TEMPO.CO, Jakarta - Ferry Agustina Budi Utami, ketua majelis hakim, menunda sidang putusan perkara konflik antara penghuni dan pengelola Apartemen Kalibata City, Jakarta Selatan. Agustina beralasan, majelis hakim masih membutuhkan waktu untuk memeriksa berkas-berkas bukti dari perkara yang telah disampaikan dalam persidangan.
"Sidang ditunda karena kami membutuhkan waktu untuk memeriksa bukti yang banyak. Daripada dua minggu tidak ada hasil, kami tunda pada tiga minggu saja, jatuhnya 11 April 2018," ucap Agustina di ruang sidang di Pengadilan Negeri Jakarta Selatan, Rabu, 21 Maret 2018.
Sementara itu, kuasa hukum penghuni Apartemen Kalibata City, Syamsul Munir, mengatakan pihaknya menyesalkan penundaan putusan perkara ini.

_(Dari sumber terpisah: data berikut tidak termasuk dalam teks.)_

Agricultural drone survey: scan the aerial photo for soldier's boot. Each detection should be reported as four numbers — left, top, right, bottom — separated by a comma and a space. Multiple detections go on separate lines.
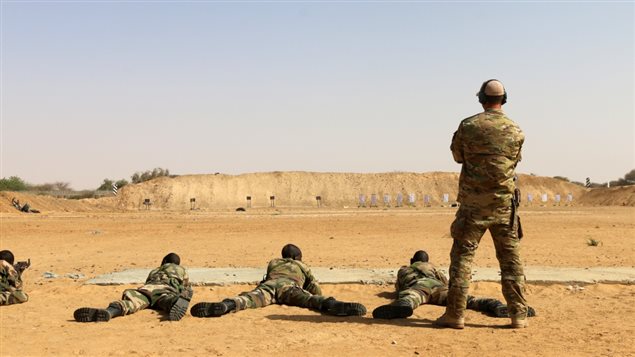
373, 300, 413, 319
434, 312, 465, 330
466, 295, 509, 317
73, 303, 123, 322
168, 286, 194, 321
190, 299, 236, 317
510, 317, 529, 328
320, 297, 366, 316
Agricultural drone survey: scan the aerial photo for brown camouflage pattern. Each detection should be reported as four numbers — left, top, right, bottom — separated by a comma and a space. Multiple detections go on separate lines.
112, 263, 190, 315
0, 260, 29, 305
395, 262, 448, 310
232, 258, 326, 311
446, 109, 527, 318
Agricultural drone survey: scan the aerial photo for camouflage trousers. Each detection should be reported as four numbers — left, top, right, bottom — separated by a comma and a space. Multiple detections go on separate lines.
446, 209, 527, 318
397, 279, 448, 310
111, 285, 179, 315
231, 279, 326, 311
0, 290, 29, 305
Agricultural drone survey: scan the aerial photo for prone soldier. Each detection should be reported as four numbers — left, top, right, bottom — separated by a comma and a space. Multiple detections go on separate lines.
0, 250, 31, 305
73, 253, 194, 322
191, 244, 366, 317
373, 250, 535, 319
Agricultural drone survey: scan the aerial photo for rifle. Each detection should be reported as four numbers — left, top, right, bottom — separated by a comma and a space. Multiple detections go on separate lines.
13, 258, 31, 275
512, 188, 524, 239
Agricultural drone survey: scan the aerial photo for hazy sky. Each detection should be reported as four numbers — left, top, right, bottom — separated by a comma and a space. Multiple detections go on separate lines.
0, 0, 635, 189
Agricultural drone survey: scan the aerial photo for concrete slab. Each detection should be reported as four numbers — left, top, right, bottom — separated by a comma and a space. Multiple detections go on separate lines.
85, 266, 635, 285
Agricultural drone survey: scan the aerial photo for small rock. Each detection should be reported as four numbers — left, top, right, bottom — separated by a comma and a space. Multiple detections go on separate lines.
64, 273, 84, 280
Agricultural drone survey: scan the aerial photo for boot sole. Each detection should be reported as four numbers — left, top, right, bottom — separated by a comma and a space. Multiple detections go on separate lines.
328, 302, 366, 316
168, 297, 190, 321
434, 319, 465, 330
73, 307, 110, 322
373, 305, 413, 319
190, 302, 227, 317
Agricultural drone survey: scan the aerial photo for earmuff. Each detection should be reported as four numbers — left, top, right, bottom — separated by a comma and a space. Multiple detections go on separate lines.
478, 79, 507, 105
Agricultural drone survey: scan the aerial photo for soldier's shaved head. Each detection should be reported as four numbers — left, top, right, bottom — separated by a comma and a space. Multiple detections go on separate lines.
282, 244, 302, 260
161, 253, 181, 265
0, 250, 15, 265
410, 250, 430, 264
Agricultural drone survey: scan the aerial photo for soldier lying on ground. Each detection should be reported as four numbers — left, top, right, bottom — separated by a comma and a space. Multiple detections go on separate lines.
0, 250, 31, 305
191, 244, 366, 317
373, 250, 536, 319
73, 253, 194, 322
11, 197, 40, 213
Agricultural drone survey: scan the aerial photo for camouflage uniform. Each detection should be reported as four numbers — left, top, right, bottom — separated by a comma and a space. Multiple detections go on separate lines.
0, 260, 29, 305
231, 258, 326, 311
111, 263, 190, 315
446, 109, 527, 318
395, 262, 448, 310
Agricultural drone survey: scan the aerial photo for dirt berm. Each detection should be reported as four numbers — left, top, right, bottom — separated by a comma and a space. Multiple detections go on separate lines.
117, 172, 587, 210
0, 172, 635, 213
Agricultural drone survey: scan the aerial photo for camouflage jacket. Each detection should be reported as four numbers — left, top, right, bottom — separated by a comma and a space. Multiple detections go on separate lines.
146, 263, 190, 293
265, 258, 322, 295
0, 260, 23, 291
450, 109, 525, 213
395, 262, 448, 291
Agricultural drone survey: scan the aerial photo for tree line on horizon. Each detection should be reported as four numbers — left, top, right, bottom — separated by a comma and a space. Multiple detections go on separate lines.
0, 167, 635, 193
0, 167, 175, 198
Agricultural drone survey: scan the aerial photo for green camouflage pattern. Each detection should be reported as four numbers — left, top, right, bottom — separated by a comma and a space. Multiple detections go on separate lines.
111, 263, 191, 315
0, 260, 29, 305
395, 262, 448, 310
446, 109, 527, 318
231, 258, 326, 311
450, 109, 525, 216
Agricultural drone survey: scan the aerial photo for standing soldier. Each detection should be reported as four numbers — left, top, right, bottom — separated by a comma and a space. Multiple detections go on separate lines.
0, 250, 31, 305
436, 79, 527, 329
73, 253, 193, 322
191, 244, 366, 317
373, 250, 535, 319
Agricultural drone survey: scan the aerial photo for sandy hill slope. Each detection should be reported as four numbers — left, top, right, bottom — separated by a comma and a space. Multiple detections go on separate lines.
117, 172, 586, 210
0, 172, 635, 213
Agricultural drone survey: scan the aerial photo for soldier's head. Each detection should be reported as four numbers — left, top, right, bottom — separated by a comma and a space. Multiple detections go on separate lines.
161, 253, 181, 265
476, 79, 507, 108
0, 250, 15, 265
282, 244, 302, 260
410, 250, 429, 264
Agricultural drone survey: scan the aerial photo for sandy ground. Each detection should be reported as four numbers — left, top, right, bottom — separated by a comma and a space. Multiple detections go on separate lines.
0, 207, 635, 356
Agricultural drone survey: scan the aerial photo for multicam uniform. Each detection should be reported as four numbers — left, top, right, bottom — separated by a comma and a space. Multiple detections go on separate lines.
0, 260, 29, 305
111, 263, 191, 315
446, 109, 527, 318
395, 262, 448, 310
231, 258, 326, 311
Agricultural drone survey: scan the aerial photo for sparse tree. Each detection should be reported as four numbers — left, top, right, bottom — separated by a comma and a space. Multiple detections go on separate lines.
0, 176, 28, 191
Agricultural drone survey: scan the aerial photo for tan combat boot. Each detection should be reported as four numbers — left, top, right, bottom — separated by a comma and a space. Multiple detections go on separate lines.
434, 312, 465, 330
510, 317, 529, 328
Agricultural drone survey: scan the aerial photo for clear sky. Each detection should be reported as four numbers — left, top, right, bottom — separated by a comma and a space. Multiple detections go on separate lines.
0, 0, 635, 189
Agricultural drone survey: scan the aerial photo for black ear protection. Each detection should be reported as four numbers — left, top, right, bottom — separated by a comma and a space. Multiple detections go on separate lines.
478, 79, 507, 105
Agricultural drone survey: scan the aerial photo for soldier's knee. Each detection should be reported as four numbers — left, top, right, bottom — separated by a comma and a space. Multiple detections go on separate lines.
13, 290, 29, 304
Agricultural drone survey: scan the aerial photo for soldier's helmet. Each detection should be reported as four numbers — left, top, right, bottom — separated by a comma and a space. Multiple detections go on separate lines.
161, 253, 181, 265
476, 79, 507, 104
0, 250, 15, 265
282, 244, 302, 260
410, 250, 430, 264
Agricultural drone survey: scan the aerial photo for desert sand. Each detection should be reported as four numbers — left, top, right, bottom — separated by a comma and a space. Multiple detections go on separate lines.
0, 172, 635, 356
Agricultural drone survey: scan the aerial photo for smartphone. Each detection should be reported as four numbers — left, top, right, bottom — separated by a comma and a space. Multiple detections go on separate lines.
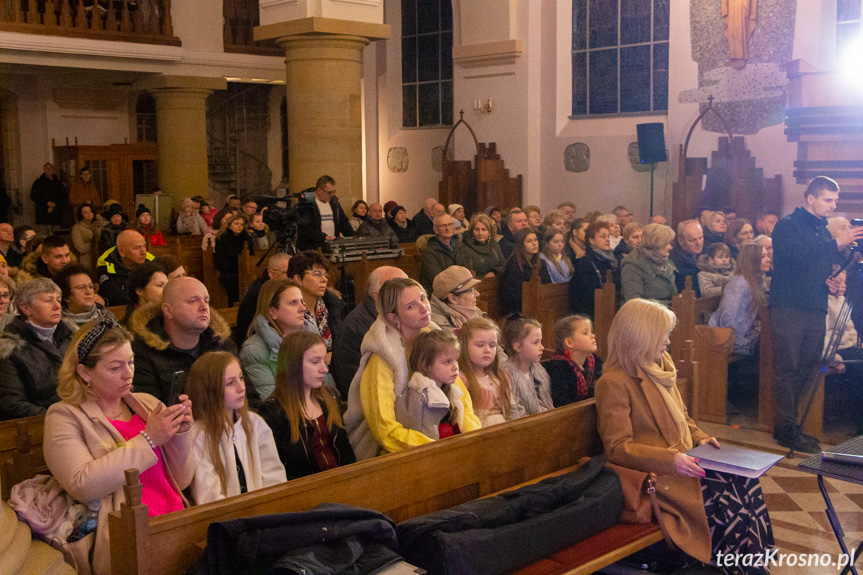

Sebab, selama ini, sudah banyak materi dalam persidangan yang disampaikan. Apalagi sudah ada sidang kesimpulan yang dilakukan sebelumnya, sehingga majelis hakim sebetulnya telah memiliki gambaran untuk mengambil keputusan.
Baca: Menanti Putusan Kasus Apartemen Kalibata City
Kendati demikian, Syamsul menuturkan pihaknya tetap menghargai apa pun putusan hakim. Apalagi ia juga mengakui bahwa bukti-bukti perkara dalam persidangan memang sangat banyak, ada sekitar 85 bukti yang disampaikan.
"Harapannya, dengan waktu tambahan ini, putusan perkara ini bisa menjadi lebih maksimal sesuai dengan fakta persidangan yang ada," ujar Syamsul saat ditemui seusai sidang.
Adapun konflik bermula saat 13 penghuni Apartemen Kalibata City menggugat tiga pihak, yakni PT Pradani Sukses Abadi selaku pengembang, PT Prima Buana Internusa (pengelola), serta Badan Pengelola Kalibata City, karena diduga melakukan mark-up atau menggelembungkan tagihan listrik dan air. Sebanyak 13 penghuni tersebut bahkan sempat dikabarkan meminta ganti rugi atas pembebanan biaya tagihan listrik dan air sebanyak Rp 13 miliar kepada pengelola.
Baca: Warga Apartemen Kalibata City Tuding Hakim Langgar Etika
Sejumlah keterangan disampaikan kepada majelis hakim selama persidangan. Pada Rabu, 22 November 2017, misalnya, penggugat menghadirkan saksi bernama Bambang Setyawan, mantan penghuni apartemen. Bambang menyatakan adanya tindakan mark-up oleh pengelola dan pengembang. Tagihan listrik yang seharusnya Rp 1.352 setiap kilowatt per jam (kWh) oleh badan pengelola ditagihkan Rp 1.558 per kWh.
Namun, dalam persidangan, Herjanto Widjaja Lombardi, pengacara PT Pradani Sukses Abadi, membantah semua tuduhan. "Itu tidak benar," tutur Herjanto. Menurut dia, selama ini, pengelola Apartemen Kalibata City menagih pembayaran listrik dan air kepada penghuni sesuai dengan tarif PLN dan PT PAM Lyonnaise Jaya.